Il se tait. Marie-Louise somnole, assise près de lui dans la voiture. On a déjà passé Meaux, Château-Thierry. On doit arriver en fin de journée à Châlons. Et l'on repartira demain à 4 heures du matin. Il entend le galop des chevaux de l'escorte. Lorsqu'on s'arrête pour changer les chevaux, il descend de la berline. Toute la route est occupée par les voitures du cortège. Il part pour la guerre et jamais cela n'a autant ressemblé au voyage d'un souverain qui s'en va visiter les États de ses alliés.
Il observe Marie-Louise. Elle a le visage détendu d'une femme fatiguée mais heureuse, puisqu'elle va pour la première fois depuis son mariage retrouver les siens à Dresde. Imagine-t-elle que la guerre est pour lui au bout du trajet ? Il pense à Joséphine, qui, lorsqu'il lui a rendu visite secrètement il y aune semaine, s'est accrochée à lui, en larmes, inquiète, pleine, a-t-elle dit, de songes noirs et de cauchemars.
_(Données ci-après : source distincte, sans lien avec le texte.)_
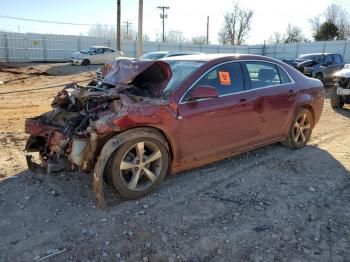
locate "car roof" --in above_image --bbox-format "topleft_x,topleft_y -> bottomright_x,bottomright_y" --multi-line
161,53 -> 277,62
92,45 -> 113,49
143,51 -> 201,55
300,53 -> 339,56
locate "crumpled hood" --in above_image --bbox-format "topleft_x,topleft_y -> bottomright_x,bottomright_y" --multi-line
334,67 -> 350,78
71,52 -> 87,59
101,59 -> 171,86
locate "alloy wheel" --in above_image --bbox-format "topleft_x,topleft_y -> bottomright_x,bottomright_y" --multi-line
119,142 -> 163,191
293,113 -> 311,144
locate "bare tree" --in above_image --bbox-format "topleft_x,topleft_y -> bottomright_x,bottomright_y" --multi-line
284,24 -> 305,43
309,4 -> 350,41
324,3 -> 350,40
87,24 -> 116,38
219,2 -> 253,45
165,30 -> 187,44
267,32 -> 284,44
309,15 -> 322,32
191,35 -> 207,45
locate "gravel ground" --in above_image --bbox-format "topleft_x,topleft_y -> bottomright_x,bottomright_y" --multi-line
0,62 -> 350,261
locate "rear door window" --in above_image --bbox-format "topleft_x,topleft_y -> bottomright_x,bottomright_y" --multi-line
104,48 -> 114,54
244,62 -> 284,89
333,55 -> 343,64
193,62 -> 244,96
324,55 -> 333,65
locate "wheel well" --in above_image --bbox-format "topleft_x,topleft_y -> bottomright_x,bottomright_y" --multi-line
301,104 -> 315,125
110,126 -> 174,161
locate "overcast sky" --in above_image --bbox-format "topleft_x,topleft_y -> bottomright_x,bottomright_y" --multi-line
0,0 -> 350,44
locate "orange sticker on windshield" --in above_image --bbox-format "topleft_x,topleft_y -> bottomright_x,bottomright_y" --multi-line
219,71 -> 231,85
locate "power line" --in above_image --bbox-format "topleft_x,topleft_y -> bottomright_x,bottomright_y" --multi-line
123,20 -> 132,36
0,15 -> 115,27
157,6 -> 170,42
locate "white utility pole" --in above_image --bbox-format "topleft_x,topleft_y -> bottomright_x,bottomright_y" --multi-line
137,0 -> 143,57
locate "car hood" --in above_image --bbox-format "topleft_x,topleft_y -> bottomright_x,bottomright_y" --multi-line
101,58 -> 171,86
334,68 -> 350,78
71,52 -> 88,59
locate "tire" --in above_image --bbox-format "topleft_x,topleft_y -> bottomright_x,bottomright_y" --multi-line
107,130 -> 170,199
81,59 -> 91,66
282,108 -> 314,149
331,87 -> 344,108
315,73 -> 323,83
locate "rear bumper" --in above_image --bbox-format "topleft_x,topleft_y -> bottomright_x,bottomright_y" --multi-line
69,58 -> 83,65
337,87 -> 350,96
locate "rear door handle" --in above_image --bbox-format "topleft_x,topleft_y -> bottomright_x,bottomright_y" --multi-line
238,98 -> 247,106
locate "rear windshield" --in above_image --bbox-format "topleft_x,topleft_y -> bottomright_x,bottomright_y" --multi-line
80,47 -> 96,54
162,60 -> 206,99
140,53 -> 165,60
299,55 -> 324,64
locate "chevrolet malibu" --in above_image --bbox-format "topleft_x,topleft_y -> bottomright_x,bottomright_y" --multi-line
25,54 -> 324,205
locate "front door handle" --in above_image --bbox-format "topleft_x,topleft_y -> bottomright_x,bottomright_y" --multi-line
238,98 -> 247,106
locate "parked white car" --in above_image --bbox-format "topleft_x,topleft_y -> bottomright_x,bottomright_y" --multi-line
69,46 -> 123,66
140,51 -> 203,60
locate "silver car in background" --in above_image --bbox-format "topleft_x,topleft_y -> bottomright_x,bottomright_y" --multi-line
69,46 -> 123,66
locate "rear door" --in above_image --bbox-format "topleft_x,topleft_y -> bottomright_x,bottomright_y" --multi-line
177,62 -> 259,163
90,48 -> 105,64
323,55 -> 337,81
333,54 -> 344,72
104,48 -> 117,63
243,61 -> 298,144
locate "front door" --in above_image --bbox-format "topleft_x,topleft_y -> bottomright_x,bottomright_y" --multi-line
243,61 -> 298,144
177,62 -> 259,163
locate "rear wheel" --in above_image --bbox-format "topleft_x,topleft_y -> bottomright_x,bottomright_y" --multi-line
282,109 -> 314,149
315,73 -> 323,83
81,59 -> 90,66
331,87 -> 344,108
108,133 -> 169,199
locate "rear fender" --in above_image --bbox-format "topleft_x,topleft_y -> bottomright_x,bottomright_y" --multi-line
295,93 -> 315,124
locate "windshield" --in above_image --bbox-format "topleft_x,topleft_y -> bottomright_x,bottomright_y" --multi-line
162,60 -> 206,99
80,47 -> 96,54
298,55 -> 324,64
140,53 -> 165,60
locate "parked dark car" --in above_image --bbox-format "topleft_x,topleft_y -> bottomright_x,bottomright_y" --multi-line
25,54 -> 324,203
283,53 -> 344,84
331,64 -> 350,108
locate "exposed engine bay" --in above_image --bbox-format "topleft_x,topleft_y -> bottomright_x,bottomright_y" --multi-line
25,60 -> 171,173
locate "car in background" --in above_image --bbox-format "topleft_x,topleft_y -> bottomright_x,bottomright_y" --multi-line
25,54 -> 324,203
283,53 -> 344,84
69,46 -> 123,66
96,51 -> 203,81
331,64 -> 350,108
140,51 -> 201,60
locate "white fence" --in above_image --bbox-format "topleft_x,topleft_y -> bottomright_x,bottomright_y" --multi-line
0,32 -> 350,62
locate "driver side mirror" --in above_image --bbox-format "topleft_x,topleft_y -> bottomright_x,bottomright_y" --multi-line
191,85 -> 219,100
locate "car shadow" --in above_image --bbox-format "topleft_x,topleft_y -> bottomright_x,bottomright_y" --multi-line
333,105 -> 350,118
0,143 -> 350,208
0,145 -> 350,261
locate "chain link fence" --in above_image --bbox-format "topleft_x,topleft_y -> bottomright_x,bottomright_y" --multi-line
0,32 -> 350,63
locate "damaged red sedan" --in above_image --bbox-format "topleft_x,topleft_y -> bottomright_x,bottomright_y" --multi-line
25,54 -> 324,203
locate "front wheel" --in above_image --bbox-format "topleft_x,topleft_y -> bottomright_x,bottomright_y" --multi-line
81,59 -> 91,66
282,109 -> 313,149
108,133 -> 169,199
315,73 -> 323,83
331,87 -> 344,108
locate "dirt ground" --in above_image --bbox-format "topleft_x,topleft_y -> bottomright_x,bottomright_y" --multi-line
0,64 -> 350,262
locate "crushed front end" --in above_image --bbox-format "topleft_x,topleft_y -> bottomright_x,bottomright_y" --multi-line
25,60 -> 170,173
25,82 -> 126,173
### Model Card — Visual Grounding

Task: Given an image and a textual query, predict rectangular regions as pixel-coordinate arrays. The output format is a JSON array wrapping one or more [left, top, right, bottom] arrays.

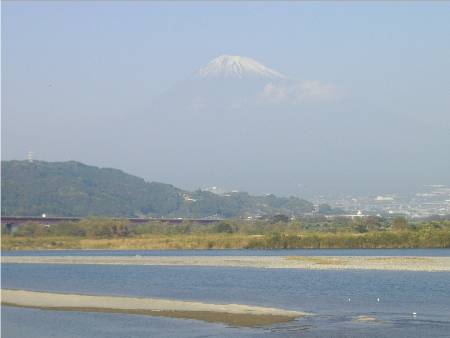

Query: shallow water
[[2, 250, 450, 338]]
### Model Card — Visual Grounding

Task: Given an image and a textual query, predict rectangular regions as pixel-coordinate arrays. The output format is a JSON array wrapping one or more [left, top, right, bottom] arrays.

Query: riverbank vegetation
[[2, 215, 450, 250]]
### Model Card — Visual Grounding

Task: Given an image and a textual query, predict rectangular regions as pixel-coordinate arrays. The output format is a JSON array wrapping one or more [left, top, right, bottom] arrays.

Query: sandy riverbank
[[1, 289, 305, 326], [2, 256, 450, 271]]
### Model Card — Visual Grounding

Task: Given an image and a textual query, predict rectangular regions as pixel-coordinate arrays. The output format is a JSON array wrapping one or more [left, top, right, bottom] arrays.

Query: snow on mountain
[[196, 55, 287, 80]]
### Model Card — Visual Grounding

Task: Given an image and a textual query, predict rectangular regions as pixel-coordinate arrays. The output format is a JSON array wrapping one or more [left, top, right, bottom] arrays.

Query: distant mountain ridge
[[1, 161, 313, 218]]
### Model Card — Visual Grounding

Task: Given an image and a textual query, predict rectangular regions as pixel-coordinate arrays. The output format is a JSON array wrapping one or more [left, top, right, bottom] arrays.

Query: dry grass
[[2, 234, 252, 250]]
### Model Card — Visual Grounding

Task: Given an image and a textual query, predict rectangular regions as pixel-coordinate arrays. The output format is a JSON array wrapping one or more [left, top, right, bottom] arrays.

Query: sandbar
[[1, 289, 306, 327]]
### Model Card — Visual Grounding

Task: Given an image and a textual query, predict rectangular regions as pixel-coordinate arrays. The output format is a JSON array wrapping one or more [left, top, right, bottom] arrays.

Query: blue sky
[[2, 1, 450, 193]]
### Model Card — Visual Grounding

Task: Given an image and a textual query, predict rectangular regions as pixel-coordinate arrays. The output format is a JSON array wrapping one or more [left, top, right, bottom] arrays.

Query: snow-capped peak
[[197, 55, 286, 79]]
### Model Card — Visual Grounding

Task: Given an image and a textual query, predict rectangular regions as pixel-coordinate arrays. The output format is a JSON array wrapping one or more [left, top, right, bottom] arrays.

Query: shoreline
[[1, 255, 450, 272], [1, 289, 307, 327]]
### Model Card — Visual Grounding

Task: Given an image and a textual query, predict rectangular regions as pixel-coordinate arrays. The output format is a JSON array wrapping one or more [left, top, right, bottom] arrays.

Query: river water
[[1, 250, 450, 338]]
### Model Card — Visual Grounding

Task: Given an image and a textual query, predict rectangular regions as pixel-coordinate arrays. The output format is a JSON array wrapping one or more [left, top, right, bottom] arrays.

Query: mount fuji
[[195, 55, 287, 80], [155, 55, 335, 112]]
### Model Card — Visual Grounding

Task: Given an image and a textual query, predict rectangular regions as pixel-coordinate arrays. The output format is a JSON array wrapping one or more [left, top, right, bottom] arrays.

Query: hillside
[[1, 161, 312, 218]]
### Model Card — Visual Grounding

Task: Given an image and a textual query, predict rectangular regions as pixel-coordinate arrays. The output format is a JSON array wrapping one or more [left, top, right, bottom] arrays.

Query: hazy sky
[[2, 1, 450, 195]]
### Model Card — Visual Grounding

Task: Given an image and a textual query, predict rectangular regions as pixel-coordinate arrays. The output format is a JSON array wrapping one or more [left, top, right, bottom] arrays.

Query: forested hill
[[1, 161, 313, 218]]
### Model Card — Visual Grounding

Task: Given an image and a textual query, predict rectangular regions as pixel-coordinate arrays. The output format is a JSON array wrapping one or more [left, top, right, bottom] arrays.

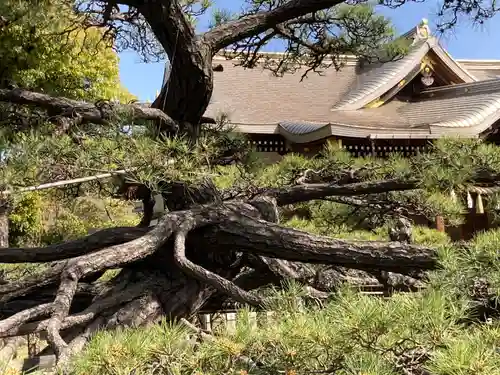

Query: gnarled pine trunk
[[137, 1, 213, 139]]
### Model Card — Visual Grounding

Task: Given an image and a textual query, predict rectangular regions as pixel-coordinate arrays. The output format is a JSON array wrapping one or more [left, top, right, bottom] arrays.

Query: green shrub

Il l'a enlacée, rassurée. Mais il l'a quittée ému.
Il remonte dans la voiture. Il ouvre l'un des portefeuilles. Il commence à lire l'exemplaire du
Sur qui peut-il compter vraiment ?
Il aperçoit sur les bords de la route les paysans rassemblés pour le voir passer. Ils sont silencieux, comme les populations de Mayence, de Francfort, de Bayreuth qui regardent le cortège sans manifester.
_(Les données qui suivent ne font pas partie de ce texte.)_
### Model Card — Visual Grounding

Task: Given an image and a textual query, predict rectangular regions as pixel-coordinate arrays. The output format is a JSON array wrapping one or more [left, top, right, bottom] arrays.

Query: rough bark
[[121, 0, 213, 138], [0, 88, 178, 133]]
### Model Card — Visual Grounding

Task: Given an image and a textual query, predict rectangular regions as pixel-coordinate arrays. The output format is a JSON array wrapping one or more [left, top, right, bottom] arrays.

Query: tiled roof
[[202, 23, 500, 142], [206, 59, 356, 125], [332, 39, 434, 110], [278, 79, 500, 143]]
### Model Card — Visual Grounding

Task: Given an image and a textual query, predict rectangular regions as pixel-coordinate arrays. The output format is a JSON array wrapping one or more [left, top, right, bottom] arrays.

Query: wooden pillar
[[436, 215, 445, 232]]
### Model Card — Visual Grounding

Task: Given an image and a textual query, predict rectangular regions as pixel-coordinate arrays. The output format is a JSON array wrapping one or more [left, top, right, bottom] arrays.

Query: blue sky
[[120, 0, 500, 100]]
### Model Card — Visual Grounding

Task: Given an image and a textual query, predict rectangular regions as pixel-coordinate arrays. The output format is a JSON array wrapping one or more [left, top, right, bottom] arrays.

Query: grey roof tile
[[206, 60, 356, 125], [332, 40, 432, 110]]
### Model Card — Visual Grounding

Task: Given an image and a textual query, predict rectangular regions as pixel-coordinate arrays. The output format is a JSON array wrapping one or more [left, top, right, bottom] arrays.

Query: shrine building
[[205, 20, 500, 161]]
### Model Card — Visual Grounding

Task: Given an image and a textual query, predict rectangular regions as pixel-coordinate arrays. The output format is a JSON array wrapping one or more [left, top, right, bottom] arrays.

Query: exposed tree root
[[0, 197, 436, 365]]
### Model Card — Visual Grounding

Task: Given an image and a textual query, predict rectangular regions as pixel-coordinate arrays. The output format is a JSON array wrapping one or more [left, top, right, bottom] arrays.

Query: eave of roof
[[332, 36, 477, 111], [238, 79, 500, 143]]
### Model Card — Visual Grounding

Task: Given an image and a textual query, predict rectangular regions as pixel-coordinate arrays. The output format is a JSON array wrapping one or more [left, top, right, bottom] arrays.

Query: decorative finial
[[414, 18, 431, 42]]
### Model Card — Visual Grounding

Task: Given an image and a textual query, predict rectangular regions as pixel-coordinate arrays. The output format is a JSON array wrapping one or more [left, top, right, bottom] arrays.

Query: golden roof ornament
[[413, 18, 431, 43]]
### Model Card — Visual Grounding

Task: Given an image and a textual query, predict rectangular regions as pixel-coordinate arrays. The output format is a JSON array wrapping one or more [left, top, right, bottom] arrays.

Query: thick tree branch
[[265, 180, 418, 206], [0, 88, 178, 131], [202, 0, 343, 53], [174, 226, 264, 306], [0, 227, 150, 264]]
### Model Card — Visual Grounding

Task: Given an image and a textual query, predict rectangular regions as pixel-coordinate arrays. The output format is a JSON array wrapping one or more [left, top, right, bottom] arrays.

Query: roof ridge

À l'étape de Mayence, il s'approche de Caulaincourt, l'interroge.
- Sans doute Votre Majesté ne veut pas faire la guerre à la Russie pour la Pologne seulement, dit le grand écuyer, mais bien pour ne plus avoir de concurrents en Europe et n'y voir que des vassaux et aussi pour satisfaire sa chère passion.
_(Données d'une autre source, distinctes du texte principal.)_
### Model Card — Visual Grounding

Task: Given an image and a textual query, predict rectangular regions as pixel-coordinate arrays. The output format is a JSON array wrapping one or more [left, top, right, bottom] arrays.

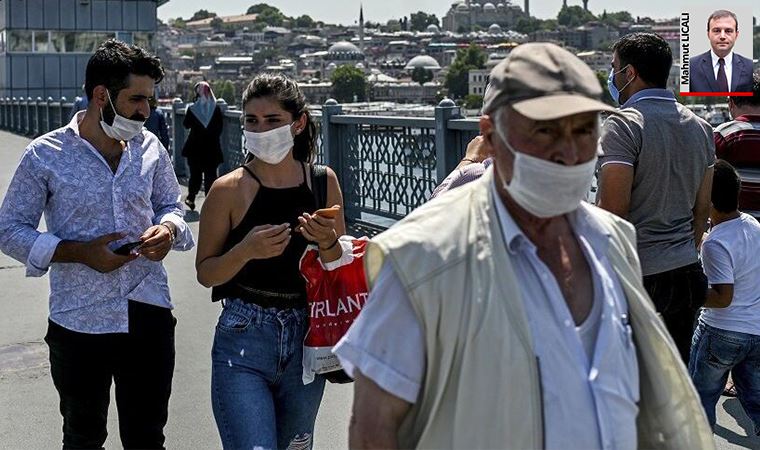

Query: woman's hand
[[296, 213, 338, 250], [239, 223, 290, 260]]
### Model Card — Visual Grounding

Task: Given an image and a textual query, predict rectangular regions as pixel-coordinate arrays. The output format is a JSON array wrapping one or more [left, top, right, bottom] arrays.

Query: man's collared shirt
[[0, 112, 194, 334], [334, 178, 639, 449], [710, 50, 734, 91]]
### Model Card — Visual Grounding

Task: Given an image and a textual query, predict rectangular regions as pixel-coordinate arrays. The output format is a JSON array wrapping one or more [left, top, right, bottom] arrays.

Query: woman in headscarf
[[182, 81, 224, 210]]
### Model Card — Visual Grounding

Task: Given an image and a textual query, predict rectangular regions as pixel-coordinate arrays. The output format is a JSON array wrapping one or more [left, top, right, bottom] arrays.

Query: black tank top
[[211, 164, 317, 309]]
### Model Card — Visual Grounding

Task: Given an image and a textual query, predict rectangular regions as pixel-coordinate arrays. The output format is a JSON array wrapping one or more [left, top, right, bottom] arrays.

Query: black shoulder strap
[[311, 164, 327, 209], [240, 165, 263, 186]]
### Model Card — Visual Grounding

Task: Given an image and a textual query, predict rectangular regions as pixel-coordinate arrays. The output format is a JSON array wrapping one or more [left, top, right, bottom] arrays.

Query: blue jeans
[[211, 300, 325, 450], [689, 321, 760, 434]]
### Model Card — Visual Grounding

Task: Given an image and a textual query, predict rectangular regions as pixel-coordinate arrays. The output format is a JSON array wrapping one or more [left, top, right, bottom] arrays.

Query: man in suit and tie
[[689, 9, 752, 92]]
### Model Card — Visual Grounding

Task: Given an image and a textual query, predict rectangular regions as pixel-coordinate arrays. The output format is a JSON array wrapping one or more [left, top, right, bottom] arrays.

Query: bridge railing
[[0, 98, 478, 233]]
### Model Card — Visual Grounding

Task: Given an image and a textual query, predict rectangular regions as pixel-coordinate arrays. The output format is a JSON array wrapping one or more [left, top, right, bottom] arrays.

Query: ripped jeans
[[211, 299, 325, 450]]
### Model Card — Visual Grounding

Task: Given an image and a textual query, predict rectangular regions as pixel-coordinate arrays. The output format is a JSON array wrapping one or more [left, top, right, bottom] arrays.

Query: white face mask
[[496, 127, 597, 219], [100, 90, 145, 142], [243, 122, 295, 164]]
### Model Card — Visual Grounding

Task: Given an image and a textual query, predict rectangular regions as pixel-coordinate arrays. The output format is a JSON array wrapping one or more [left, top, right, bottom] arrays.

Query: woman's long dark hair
[[243, 73, 317, 163]]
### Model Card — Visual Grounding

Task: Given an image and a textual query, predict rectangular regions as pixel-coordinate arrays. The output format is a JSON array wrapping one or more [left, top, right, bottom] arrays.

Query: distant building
[[370, 82, 442, 104], [443, 0, 528, 33], [576, 50, 612, 72], [467, 69, 491, 97], [186, 14, 258, 30], [298, 82, 332, 105], [0, 0, 160, 100], [321, 41, 364, 77], [530, 22, 620, 50]]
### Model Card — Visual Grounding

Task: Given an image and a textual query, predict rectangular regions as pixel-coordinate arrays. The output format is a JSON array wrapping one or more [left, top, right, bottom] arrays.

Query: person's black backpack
[[311, 164, 327, 209]]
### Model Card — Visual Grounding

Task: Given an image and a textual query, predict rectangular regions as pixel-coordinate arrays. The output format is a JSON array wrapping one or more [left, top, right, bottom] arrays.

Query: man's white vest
[[365, 169, 714, 450]]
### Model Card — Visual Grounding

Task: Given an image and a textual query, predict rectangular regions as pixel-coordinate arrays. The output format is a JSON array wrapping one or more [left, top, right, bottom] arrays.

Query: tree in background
[[293, 14, 316, 28], [464, 94, 483, 109], [187, 9, 216, 22], [444, 44, 486, 98], [557, 5, 596, 28], [596, 70, 616, 106], [332, 66, 367, 103], [409, 11, 440, 31], [246, 3, 288, 27], [412, 67, 433, 86], [514, 17, 541, 34]]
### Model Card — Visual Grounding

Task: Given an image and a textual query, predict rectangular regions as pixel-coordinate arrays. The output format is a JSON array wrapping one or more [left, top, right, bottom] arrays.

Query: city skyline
[[158, 0, 681, 25]]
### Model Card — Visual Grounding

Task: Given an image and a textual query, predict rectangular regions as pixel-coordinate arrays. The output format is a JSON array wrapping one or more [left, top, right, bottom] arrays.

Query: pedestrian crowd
[[0, 12, 760, 449]]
- Quelle est cette passion ?
- La guerre, Sire.
Caulaincourt est audacieux et bête. Napoléon lui tire l'oreille, lui donne une petite tape sur la nuque.
- Je n'ai jamais fait que des guerres politiques, dit Napoléon, et dans l'intérêt de la France. Elle ne peut rester un grand État si l'Angleterre conserve ses prétentions et usurpe les droits maritimes.
Il veut convaincre de cela les princes, les rois et l'empereur d'Autriche, qu'il va rencontrer à Dresde.
Caulaincourt répète que les souverains sont inquiets. Ils ne veulent pas être privés de leurs droits. Il sera difficile de les persuader d'agir aux côtés de l'Empereur.
Napoléon hausse les épaules.
- Quand j'ai besoin de quelqu'un, je n'y regarde pas de si près, je le baiserais au cul !
Il roule la nuit. Les feux qui ont été allumés sur les talus pour éclairer la route font sortir de l'ombre le visage de Marie-Louise. Il la réveille quand la voiture ralentit à l'entrée de Dresde.
Les salves d'artillerie retentissent, couvrant le son des cloches. Les cuirassiers, aux immenses casques, aux uniformes blancs qui forment une haie jusqu'au palais royal, portent des torches. Le roi et la reine de Saxe attendent devant le château.